Before he died, Yellowbird's grandfather advised him to continue to learn how to hunt and share the tools with others. 

Eleven years ago he did just that. 

In his role as the manager of the Samson youth and sport development department, Yellowbird created a community freezer program.

At least twice a month, from September through February, Yellowbird goes hunting for elk, moose or deer with a group of young men, ages 18 and up.

"I'm not just hunting, but I'm also teaching these young men how to be self-sustainable for their own families," he said. 

We hear about a community freezer initiative that's taken off near Maskwacis. 8:05

He teaches them how to kill the animal using Indigenous protocols that include an offering of tobacco and prayer.  

Yellowbird also manages a youth centre where he invites youth, ages seven to 17, to watch them butcher the animals after the hunt. Before the pandemic, about 20 kids would attend each time.
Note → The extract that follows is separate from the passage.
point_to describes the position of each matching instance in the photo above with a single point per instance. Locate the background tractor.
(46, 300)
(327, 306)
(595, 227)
He said he is teaching them "how to properly cut [the meat] up and how to bring it back and how to use most of the parts to give back to our community."

Once the meat is cut, a call goes out on social media. Members of the community — especially elders and low- to middle-income families — drop by to grab bags of one or two pieces of meat per family. 

The program has continued during the pandemic, but Yellowbird has been joined on hunts only by three other family members. They made videos of cutting up the meat and posted them on social media for young people to watch.

When COVID restrictions are lifted, Yellowbird hopes to have some of the young people involved in the hunting part of the program. Safety protocols are being developed, he said.

"I asked them if they would support the program even further if we brought them on a hunt and it was unanimous," he said.

"They're just so excited."

Maskwacis is 100 kilometres south of Edmonton.